Now a question: what happens if we call the preceding command again?
Well, we should expect exactly the same output; in fact, each time the file is opened, ppos is re-positioned at the file beginning (that is, to 0) and we continue reading and writing at the same positions.
The following is the output of this second execution:
# ./chrdev_test chrdev
file chrdev opened
wrote 11 bytes into file chrdev
data written are: 44 55 4d 4d 59 20 44 41 54 41 00
read 11 bytes from file chrdev
data read are: 00 00 00 00 00 00 00 00 00 00 00
Additionally, the following are the related kernel messages:
chrdev_legacy:chrdev_open: chrdev opened
chrdev_legacy:chrdev_write: should write 11 bytes (*ppos=0)
chrdev_legacy:chrdev_write: got 11 bytes (*ppos=11)
chrdev_legacy:chrdev_read: should read 11 bytes (*ppos=11)
chrdev_legacy:chrdev_read: return 11 bytes (*ppos=22)
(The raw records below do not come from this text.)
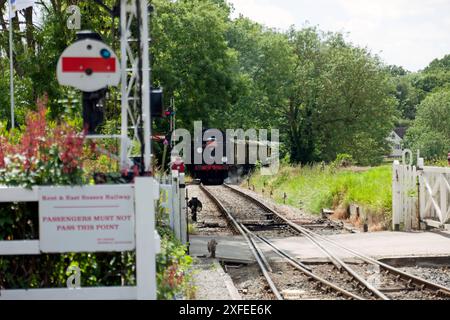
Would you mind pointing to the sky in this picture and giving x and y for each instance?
(408, 33)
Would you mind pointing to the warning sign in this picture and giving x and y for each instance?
(86, 219)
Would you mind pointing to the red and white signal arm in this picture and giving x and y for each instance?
(88, 65)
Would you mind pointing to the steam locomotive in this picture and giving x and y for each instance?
(211, 165)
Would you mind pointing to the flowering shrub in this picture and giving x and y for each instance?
(55, 154)
(42, 155)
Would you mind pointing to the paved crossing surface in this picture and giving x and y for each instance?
(377, 245)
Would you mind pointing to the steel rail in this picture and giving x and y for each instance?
(307, 271)
(253, 247)
(422, 283)
(248, 234)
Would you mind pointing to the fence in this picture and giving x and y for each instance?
(145, 192)
(420, 195)
(173, 201)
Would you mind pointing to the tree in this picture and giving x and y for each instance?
(191, 59)
(430, 132)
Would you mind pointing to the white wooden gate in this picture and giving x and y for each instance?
(435, 196)
(420, 195)
(173, 192)
(146, 192)
(404, 193)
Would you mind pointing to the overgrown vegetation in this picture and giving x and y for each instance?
(314, 188)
chrdev_legacy:chrdev_release: chrdev released
If we wish to read the data just written data, we can modify the chrdev_test program in such a way it will close and then reopen the file after calling write():
...
printf("wrote %d bytes into file %s\n", n, argv[1]);
dump("data written are: ", buf, n);
}
close(fd);
ret = open(argv[1], O_RDWR);
if (ret < 0) {
perror("open");
exit(EXIT_FAILURE);
}
printf("file %s reopened\n", argv[1]);
fd = ret;
for (c = 0; c < sizeof(buf); c += n) {
ret = read(fd, buf, sizeof(buf));
...
$ patch -p2 < modify_close_open_to_chrdev_test.patch
Now, if we try to execute chrdev_test again, we should get the following output:
# ./chrdev_test chrdev
file chrdev opened
wrote 11 bytes into file chrdev
data written are: 44 55 4d 4d 59 20 44 41 54 41 00
file chrdev reopened
read 11 bytes from file chrdev
data read are: 44 55 4d 4d 59 20 44 41 54 41 00
Perfect! Now, we read exactly what we wrote and, from the kernel space, we get the following messages:
chrdev_legacy:chrdev_open: chrdev opened
chrdev_legacy:chrdev_write: should write 11 bytes (*ppos=0)
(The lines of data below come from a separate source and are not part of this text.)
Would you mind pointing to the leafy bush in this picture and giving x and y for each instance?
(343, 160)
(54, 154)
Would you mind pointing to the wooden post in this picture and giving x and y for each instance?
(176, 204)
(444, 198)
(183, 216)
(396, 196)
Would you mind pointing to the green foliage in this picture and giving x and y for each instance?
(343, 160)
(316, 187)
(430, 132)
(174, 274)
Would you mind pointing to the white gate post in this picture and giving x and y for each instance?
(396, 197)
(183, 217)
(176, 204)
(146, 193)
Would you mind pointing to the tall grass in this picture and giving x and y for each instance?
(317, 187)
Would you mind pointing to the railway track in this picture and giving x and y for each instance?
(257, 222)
chrdev_legacy:chrdev_write: got 11 bytes (*ppos=11)
chrdev_legacy:chrdev_release: chrdev released
chrdev_legacy:chrdev_open: chrdev opened
chrdev_legacy:chrdev_read: should read 11 bytes (*ppos=0)
chrdev_legacy:chrdev_read: return 11 bytes (*ppos=11)
chrdev_legacy:chrdev_release: chrdev released
Now, we can see perfectly what happens to ppos, and how the chrdev_read() and chrdev_write() methods work in order to exchange data with the user space.